[MacPerl] Bit-wise logical operators in MacPerl

[Alan Fry <ajf@afco.demon.co.uk>]

I have found something which strikes me as strange and wonder if anyone can
shed light on it?

The statements below will return 1 for true as follows:

1)  (/foo/ | /bar/)     for a string with "foo" or "bar" or both
2)  (/foo/ ^ /bar/)     for a string with "foo" or "bar" but not both
3)  (/foo/ & /bar/)     only for a string with both "foo" and "bar"

This is exactly what one would expect. For instance in 3) a match for "foo"
(returning 1) and a match for "bar" (returning 1) would be necessary for
the whole condition to be met since 1 & 0 == 0.

Equally one can put the 'short-cut' operators || and && in 1) and 3) for
similar reasons.
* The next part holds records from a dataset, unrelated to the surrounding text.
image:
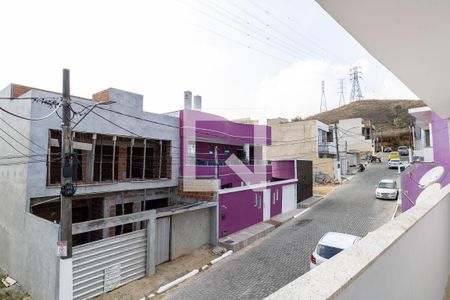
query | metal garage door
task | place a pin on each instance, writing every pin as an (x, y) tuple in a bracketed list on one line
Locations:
[(162, 240), (103, 265)]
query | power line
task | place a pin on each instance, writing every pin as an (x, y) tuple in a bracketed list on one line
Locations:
[(355, 76), (301, 35), (22, 135), (285, 45), (11, 137), (341, 92), (263, 41), (323, 99)]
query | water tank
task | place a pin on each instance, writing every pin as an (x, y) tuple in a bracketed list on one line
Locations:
[(198, 102), (187, 100)]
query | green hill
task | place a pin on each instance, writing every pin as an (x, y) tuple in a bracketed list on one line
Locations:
[(384, 114)]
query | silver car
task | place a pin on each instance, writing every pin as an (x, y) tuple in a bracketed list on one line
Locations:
[(329, 245)]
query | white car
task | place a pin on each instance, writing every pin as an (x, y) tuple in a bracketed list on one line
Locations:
[(394, 163), (329, 245), (387, 189)]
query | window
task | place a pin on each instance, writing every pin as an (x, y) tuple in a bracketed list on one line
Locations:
[(191, 154)]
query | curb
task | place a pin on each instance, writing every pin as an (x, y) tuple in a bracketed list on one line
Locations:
[(194, 272), (177, 281)]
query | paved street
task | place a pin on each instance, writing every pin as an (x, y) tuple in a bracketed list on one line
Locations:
[(282, 256)]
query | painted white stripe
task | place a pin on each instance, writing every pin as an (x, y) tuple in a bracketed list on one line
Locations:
[(301, 213), (216, 260), (176, 282)]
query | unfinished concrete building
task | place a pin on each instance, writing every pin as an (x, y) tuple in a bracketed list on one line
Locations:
[(127, 214)]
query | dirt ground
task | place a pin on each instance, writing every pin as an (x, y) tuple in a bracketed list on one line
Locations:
[(14, 292), (323, 189), (164, 273)]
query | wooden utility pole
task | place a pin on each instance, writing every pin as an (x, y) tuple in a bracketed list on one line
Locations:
[(67, 187), (337, 153)]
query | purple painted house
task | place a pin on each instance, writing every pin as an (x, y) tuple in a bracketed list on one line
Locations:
[(431, 149), (225, 158)]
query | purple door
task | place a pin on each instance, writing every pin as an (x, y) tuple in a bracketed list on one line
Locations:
[(275, 201)]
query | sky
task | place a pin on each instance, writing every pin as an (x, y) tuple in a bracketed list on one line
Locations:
[(246, 58)]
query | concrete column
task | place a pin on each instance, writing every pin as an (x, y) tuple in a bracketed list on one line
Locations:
[(65, 279), (151, 244)]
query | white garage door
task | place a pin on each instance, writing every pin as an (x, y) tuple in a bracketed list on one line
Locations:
[(289, 198)]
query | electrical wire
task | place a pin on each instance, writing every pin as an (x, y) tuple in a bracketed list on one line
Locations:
[(267, 36), (32, 119), (22, 135), (11, 137)]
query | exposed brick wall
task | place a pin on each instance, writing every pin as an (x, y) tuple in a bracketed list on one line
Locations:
[(101, 96), (201, 196), (96, 211), (112, 213), (85, 166)]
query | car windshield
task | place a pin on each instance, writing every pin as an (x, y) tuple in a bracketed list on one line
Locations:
[(327, 251), (386, 185)]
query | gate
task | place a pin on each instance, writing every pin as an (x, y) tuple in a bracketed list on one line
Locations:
[(106, 264), (162, 240), (305, 177), (103, 265)]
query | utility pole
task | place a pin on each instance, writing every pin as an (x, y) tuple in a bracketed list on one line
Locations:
[(341, 92), (67, 188), (355, 76), (337, 153)]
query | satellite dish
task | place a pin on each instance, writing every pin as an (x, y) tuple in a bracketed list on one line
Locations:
[(432, 176), (428, 192)]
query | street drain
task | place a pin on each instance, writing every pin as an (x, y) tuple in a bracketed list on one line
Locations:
[(303, 222)]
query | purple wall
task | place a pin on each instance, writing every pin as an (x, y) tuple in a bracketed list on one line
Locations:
[(275, 203), (240, 210), (283, 169), (200, 125), (441, 152)]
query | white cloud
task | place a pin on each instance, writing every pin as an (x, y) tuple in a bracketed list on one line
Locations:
[(296, 90)]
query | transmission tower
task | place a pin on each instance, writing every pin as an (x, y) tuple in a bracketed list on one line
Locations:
[(355, 76), (323, 100), (341, 92)]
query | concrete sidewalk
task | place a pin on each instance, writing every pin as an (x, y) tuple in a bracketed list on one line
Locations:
[(245, 237)]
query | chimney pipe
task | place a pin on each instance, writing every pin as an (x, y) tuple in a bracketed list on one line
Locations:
[(187, 100), (198, 102)]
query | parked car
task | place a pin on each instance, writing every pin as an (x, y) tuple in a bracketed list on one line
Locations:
[(393, 155), (394, 163), (403, 150), (329, 245), (386, 189)]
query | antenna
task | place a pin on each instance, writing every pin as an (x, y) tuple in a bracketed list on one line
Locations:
[(341, 92), (355, 75), (323, 99)]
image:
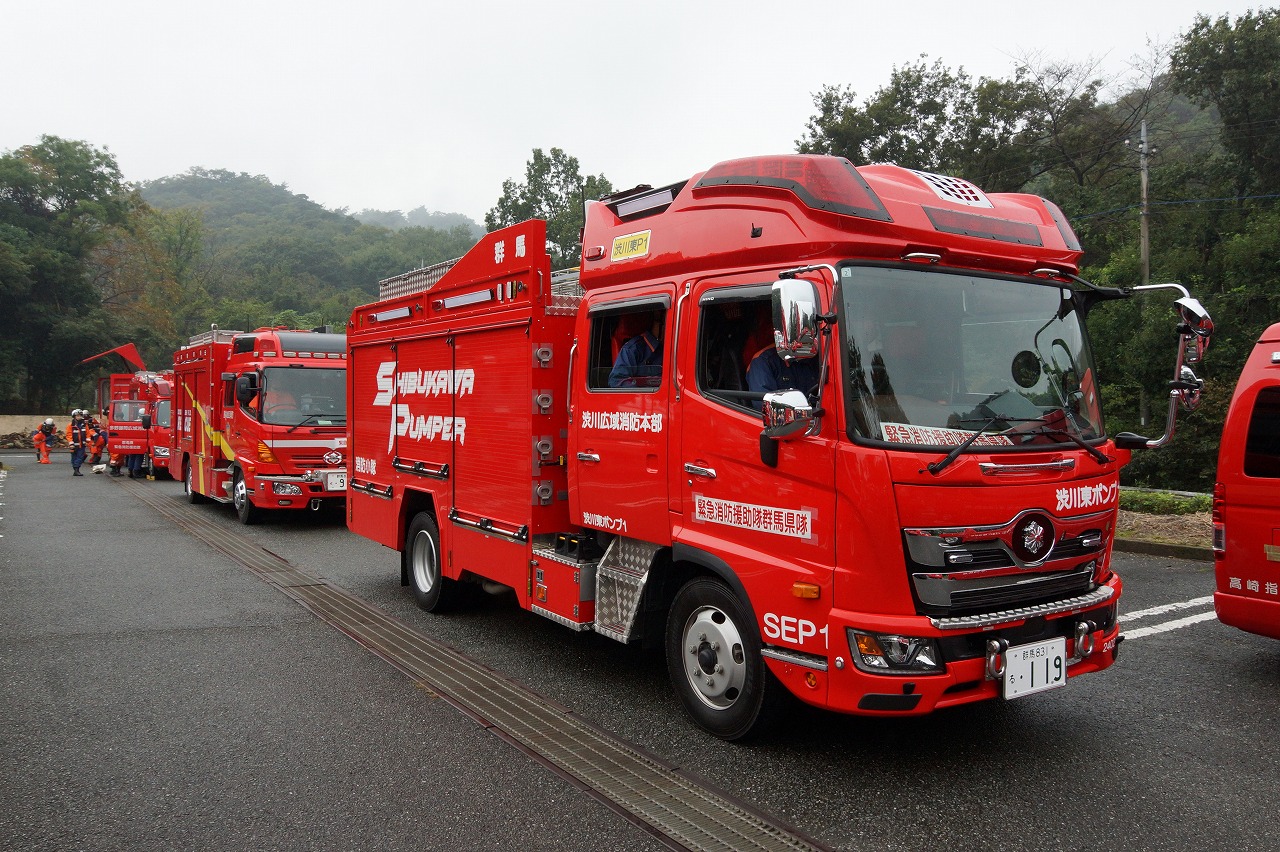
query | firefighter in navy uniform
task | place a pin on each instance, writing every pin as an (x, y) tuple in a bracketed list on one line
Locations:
[(96, 444), (77, 438), (768, 372), (639, 362), (45, 436)]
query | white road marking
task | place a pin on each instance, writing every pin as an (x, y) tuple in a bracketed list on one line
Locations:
[(1169, 626), (1168, 608)]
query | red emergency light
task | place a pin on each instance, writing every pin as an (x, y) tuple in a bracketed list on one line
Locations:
[(822, 183)]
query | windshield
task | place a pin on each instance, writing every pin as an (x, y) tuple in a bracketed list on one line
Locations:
[(311, 395), (938, 358), (127, 411)]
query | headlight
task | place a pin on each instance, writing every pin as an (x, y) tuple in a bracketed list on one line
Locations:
[(890, 654)]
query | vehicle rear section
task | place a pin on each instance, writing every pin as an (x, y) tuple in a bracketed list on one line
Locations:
[(1247, 498)]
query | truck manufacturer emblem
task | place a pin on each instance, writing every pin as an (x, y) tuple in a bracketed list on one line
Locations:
[(1033, 537)]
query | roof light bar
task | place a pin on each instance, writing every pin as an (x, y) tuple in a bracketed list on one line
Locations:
[(954, 221), (822, 183)]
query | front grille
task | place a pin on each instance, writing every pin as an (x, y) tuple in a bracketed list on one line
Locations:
[(964, 571), (1032, 590)]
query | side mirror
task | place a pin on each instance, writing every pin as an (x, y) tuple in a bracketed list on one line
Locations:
[(1197, 328), (246, 388), (786, 413), (795, 319), (1193, 334)]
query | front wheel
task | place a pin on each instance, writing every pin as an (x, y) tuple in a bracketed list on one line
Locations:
[(713, 658), (432, 590), (245, 508)]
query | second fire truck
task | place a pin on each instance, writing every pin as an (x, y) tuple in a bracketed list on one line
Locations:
[(260, 420), (808, 427)]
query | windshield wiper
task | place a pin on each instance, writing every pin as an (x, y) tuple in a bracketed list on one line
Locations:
[(1102, 458), (937, 467), (309, 417)]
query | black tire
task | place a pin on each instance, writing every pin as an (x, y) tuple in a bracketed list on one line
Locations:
[(421, 554), (713, 658), (187, 485), (245, 508)]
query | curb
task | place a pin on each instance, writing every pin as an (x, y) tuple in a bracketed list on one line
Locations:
[(1160, 549)]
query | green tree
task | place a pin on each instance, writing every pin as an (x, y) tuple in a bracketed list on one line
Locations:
[(556, 192), (60, 202), (1233, 67)]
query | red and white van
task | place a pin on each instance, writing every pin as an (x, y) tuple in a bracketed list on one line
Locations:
[(1247, 497)]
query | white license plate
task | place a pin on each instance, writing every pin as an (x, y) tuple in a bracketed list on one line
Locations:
[(1034, 668)]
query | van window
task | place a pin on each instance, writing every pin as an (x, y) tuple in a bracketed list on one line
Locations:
[(1262, 447)]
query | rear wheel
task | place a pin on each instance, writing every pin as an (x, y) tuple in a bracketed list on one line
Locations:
[(713, 658), (245, 508), (188, 480), (432, 590)]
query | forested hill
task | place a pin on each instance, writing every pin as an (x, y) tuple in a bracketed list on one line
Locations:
[(227, 197), (264, 255)]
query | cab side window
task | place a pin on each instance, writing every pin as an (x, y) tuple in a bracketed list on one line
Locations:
[(1262, 445), (626, 351), (732, 333)]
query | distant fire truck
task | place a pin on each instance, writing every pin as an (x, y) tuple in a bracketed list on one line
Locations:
[(154, 390), (260, 420), (808, 427)]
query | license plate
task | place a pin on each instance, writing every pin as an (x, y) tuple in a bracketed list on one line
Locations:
[(1034, 668)]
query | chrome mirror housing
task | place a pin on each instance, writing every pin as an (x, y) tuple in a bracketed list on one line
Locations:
[(787, 413), (795, 319)]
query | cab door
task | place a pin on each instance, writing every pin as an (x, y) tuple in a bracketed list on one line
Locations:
[(620, 422), (758, 518)]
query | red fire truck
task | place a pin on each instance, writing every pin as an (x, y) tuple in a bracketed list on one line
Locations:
[(260, 418), (155, 392), (808, 427), (1247, 498)]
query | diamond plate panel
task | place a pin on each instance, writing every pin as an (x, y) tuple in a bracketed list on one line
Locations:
[(620, 582)]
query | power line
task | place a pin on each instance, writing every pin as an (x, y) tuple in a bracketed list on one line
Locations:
[(1174, 204)]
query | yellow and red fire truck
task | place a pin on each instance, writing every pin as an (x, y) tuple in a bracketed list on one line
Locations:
[(260, 420), (812, 429)]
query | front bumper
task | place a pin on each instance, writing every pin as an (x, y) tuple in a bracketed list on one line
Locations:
[(836, 683)]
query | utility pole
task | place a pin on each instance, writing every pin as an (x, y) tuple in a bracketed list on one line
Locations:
[(1144, 151), (1144, 216)]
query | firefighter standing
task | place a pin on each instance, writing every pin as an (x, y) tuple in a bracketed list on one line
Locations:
[(96, 444), (44, 438), (77, 436)]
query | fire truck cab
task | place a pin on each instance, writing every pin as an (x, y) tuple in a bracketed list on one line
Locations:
[(808, 427), (1247, 497), (154, 390), (260, 420)]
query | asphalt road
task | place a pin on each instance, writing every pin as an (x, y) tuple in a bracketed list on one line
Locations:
[(156, 695)]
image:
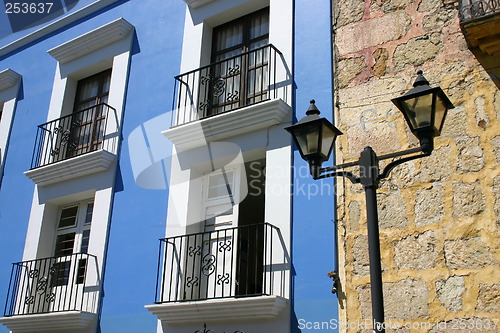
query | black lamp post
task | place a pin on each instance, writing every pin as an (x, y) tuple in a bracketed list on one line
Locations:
[(424, 109)]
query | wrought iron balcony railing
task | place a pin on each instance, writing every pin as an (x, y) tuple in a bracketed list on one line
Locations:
[(73, 135), (55, 284), (234, 262), (226, 85), (475, 9)]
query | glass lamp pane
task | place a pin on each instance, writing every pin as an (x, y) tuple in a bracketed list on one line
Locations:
[(418, 110), (440, 113), (327, 142), (307, 139)]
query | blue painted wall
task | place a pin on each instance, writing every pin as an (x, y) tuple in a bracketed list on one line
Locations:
[(138, 218), (313, 237)]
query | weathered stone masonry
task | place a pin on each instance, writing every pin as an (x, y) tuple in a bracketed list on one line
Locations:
[(439, 216)]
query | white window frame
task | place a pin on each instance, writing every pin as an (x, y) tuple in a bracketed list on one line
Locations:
[(9, 90)]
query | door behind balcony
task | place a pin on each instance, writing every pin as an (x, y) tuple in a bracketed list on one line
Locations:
[(237, 80), (87, 122)]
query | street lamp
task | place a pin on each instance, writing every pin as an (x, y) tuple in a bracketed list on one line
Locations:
[(424, 109)]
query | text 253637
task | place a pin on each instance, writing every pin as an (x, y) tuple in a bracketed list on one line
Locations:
[(28, 8)]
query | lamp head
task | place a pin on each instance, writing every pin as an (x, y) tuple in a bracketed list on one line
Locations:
[(424, 109)]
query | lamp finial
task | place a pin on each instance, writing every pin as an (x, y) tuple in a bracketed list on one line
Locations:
[(312, 108)]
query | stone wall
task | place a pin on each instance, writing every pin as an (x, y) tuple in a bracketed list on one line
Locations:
[(439, 216)]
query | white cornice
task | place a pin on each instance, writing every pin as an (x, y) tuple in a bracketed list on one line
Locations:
[(8, 78), (49, 321), (92, 41), (219, 309), (51, 27), (229, 124), (75, 167), (197, 3)]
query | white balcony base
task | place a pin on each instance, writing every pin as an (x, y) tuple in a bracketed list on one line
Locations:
[(71, 168), (225, 125), (260, 307), (67, 320)]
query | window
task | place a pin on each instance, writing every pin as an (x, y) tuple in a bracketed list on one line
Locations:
[(241, 62), (72, 237), (88, 120)]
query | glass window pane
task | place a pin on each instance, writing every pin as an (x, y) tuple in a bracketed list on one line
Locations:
[(60, 273), (90, 210), (65, 244), (68, 217), (85, 241)]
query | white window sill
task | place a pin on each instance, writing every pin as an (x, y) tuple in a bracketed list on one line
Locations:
[(49, 321), (259, 307), (71, 168), (197, 3), (225, 125)]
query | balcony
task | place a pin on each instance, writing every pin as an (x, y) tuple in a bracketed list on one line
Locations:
[(75, 145), (237, 95), (52, 293), (480, 23), (232, 273)]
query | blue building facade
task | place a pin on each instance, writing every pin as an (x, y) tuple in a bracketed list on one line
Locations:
[(98, 162)]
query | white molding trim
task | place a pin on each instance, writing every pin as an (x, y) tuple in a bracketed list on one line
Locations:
[(197, 3), (51, 27), (229, 124), (8, 78), (75, 167), (219, 309), (49, 321), (92, 41)]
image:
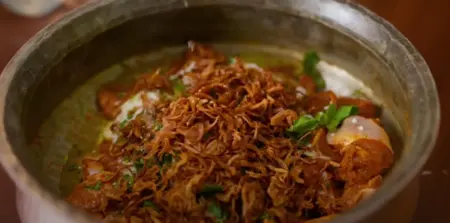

So far so good.

But the condition <if(/foo | bar/)> is also met for a line containing
either "foo" or "bar" or both. (Try it and see.) Why?

Suppose "foo" were "A" and "bar" were "B". The bit-wise operator | would
(presumably) take that to mean 65 | 66 would it not? But 65 | 66 == 67,
which is certainly not "true".

Why does (/foo | bar/) work in this way? Neither (/foo & bar/) nor (/foo ^
bar/) nor (/foo && bar/) nor (/foo || bar/) behave other than as expected.
Is this:

        a)      a happy quirk of Unix Perl?
        b)      a built-in undocumented property of Unix Perl?
        c)      something unique to MacPerl?
        d)      just something I have missed in the documentation?

Certainly it is extremely useful -- but is it safe?

Alan